Family declines to take relative's body, questions cause of death

The body was driven to the mortuary on September 13 in a vehicle believed to belong to Tanzania Prisons Service.
What you need to know:
- Man was allegedly hit and killed by a Prisons vehicle, but no details were given when his body was taken to the regional hospital
Dodoma. The immediate family members of Richard Bulole, who died last week, have declined to take his body for burial, requesting the government to intervene, saying his death is “questionable”.
Information obtained by Mwananchi shows that the deceased’s body was handed over to mortuary attendants of the Dodoma Regional Referral Hospital last Tuesday evening by an unidentified individual.
The body was driven to the mortuary on September 13 in a vehicle believed to belong to Tanzania Prisons Service.
Reached for comment, however, Commissioner of Prisons Mzee Nyamka said he was not aware of the matter.
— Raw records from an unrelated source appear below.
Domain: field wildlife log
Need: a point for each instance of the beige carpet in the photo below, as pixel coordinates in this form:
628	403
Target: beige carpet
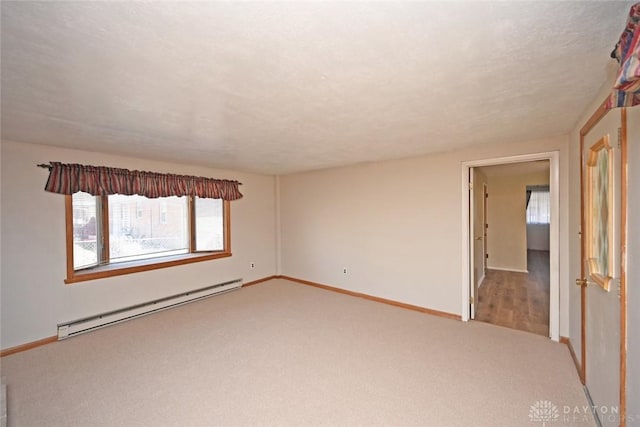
281	353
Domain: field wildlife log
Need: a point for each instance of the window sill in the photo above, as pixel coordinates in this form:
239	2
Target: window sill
119	269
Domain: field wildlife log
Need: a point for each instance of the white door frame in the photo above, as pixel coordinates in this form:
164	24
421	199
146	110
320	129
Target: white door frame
554	232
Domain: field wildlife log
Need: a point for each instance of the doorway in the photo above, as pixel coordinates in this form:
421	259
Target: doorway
513	290
469	304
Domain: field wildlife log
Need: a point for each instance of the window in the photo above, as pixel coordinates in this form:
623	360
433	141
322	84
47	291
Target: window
118	234
538	207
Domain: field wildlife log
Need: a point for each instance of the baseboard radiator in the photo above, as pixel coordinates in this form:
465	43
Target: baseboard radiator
80	326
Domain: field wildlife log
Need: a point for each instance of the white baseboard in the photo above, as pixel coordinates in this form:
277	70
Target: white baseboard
515	270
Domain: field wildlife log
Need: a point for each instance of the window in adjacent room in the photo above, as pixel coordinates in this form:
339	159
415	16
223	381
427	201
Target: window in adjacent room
538	206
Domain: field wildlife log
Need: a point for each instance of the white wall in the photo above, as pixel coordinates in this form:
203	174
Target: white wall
507	232
34	298
395	225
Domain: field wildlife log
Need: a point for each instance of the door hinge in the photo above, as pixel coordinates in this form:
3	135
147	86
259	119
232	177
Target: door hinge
619	137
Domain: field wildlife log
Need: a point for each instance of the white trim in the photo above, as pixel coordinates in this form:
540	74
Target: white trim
554	232
515	270
481	280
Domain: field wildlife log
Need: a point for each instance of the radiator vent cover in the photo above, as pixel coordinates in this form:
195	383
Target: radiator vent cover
80	326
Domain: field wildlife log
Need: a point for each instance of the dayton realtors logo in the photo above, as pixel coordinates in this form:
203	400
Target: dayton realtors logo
543	411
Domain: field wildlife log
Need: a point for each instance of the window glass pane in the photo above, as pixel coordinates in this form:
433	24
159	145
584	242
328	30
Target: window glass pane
85	230
141	228
539	208
209	225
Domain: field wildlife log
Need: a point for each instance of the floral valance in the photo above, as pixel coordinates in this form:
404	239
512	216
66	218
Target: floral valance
626	90
101	181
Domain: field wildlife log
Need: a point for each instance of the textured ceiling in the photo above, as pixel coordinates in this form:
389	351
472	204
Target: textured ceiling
278	88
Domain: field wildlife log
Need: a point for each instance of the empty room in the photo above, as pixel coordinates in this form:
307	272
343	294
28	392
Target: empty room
319	213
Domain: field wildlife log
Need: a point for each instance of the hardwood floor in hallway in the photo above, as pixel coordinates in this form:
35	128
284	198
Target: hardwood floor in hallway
517	300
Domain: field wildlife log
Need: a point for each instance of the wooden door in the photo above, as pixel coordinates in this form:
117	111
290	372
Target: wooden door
601	257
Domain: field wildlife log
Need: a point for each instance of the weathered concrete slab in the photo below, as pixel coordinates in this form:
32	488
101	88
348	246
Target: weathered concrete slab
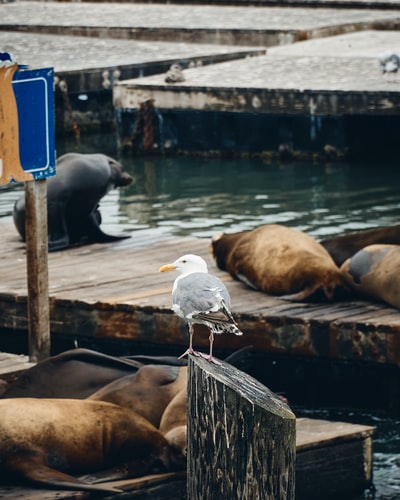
342	63
83	62
192	23
296	100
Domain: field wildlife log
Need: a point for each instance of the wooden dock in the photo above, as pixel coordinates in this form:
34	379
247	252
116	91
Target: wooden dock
319	444
113	295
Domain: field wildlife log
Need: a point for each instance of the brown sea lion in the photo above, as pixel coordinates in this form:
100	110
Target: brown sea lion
76	373
147	392
343	247
374	272
279	261
44	441
174	422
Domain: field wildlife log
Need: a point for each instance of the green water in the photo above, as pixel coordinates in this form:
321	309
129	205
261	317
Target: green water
192	196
“I’m currently not in Dodoma. Moreover, I don’t have any information. No one has furnished me with information that a prison’s vehicle has hit a pedestrian, causing his death and carried his body to the hospital. Try to inquire from my colleagues,” he said.
A younger brother of the deceased, Mr Bulole Bukombe, told a journalist, “We are certain that a car belonging to Prisons hit our brother, and caused his death.”
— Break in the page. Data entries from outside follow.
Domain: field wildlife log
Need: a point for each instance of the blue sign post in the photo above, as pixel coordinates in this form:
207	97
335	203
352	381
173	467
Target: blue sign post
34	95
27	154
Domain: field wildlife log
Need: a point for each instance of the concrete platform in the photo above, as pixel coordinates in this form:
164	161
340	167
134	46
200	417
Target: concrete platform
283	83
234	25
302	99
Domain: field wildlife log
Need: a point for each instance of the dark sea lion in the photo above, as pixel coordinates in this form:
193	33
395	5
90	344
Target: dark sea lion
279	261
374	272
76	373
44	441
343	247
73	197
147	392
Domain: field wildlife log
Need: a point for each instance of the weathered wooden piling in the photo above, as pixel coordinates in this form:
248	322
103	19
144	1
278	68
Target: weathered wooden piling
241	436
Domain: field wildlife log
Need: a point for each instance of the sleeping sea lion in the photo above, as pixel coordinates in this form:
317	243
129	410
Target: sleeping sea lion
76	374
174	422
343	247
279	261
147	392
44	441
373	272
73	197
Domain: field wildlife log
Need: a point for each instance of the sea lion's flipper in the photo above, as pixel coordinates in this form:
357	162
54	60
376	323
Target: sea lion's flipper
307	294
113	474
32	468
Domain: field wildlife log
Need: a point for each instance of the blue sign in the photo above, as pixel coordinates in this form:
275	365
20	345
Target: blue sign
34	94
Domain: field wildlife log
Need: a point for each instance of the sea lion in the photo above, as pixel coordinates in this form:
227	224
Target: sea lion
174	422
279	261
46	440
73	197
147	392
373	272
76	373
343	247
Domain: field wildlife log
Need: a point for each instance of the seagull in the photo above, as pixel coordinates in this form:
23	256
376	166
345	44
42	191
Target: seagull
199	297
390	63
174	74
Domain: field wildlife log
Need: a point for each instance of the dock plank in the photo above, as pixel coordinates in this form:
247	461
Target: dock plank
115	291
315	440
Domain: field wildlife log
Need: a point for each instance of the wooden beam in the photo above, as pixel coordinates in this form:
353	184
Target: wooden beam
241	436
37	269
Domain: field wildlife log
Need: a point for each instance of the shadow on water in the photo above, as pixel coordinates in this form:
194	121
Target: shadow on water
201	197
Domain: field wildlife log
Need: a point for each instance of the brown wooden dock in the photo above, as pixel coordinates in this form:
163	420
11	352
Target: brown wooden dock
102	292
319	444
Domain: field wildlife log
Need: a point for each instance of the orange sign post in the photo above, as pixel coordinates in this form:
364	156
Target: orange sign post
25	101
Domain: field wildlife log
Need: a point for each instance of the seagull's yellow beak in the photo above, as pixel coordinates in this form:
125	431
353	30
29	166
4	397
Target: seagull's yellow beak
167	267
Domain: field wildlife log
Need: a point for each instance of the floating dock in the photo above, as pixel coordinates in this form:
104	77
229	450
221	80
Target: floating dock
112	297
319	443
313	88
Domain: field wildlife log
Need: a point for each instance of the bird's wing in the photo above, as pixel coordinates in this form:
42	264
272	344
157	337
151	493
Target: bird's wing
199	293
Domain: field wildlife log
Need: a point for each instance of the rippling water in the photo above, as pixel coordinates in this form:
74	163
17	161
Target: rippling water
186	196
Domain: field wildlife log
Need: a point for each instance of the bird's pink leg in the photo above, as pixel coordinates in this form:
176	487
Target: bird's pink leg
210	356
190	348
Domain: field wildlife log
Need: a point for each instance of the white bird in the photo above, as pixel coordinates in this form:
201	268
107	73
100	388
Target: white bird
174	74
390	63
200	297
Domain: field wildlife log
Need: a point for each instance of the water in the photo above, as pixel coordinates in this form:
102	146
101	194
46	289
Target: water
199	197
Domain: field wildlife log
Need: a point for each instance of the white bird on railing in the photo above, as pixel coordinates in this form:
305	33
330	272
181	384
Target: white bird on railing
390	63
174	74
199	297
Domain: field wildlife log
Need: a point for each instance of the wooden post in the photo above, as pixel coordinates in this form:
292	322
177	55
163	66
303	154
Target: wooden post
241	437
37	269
According to him, the truth is being hidden, and that is why the laid-down procedure was not followed when the deceased’s body was taken to the mortuary.
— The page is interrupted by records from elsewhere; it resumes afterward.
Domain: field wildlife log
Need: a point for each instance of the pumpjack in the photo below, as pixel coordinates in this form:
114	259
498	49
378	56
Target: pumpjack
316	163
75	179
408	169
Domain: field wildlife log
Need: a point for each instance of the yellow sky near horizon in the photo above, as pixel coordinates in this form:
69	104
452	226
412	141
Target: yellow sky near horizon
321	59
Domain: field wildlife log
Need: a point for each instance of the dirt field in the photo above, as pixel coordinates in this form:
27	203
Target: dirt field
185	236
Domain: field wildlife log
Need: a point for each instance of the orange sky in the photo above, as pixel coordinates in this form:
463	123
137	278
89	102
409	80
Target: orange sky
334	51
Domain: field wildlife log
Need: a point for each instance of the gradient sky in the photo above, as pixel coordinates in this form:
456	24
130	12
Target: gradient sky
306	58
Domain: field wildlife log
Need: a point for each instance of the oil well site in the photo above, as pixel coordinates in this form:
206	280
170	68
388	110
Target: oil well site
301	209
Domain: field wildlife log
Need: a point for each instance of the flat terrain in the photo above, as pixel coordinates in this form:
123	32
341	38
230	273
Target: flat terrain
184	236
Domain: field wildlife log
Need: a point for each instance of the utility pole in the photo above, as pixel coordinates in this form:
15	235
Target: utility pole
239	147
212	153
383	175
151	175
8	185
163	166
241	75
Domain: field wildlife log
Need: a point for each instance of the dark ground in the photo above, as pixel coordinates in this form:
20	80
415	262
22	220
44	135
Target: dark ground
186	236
Mr Bukombe argued that if the identified individuals had actually picked up the body from the roadside, they would not conceal their identities, which include names and places of work because they were good Samaritans.
“We’re in doubt. Why did they hide their identities? If one has good intentions, why doing it clandestinely? Why did they fail even to register the body at the reception because that is the procedure,” he observed.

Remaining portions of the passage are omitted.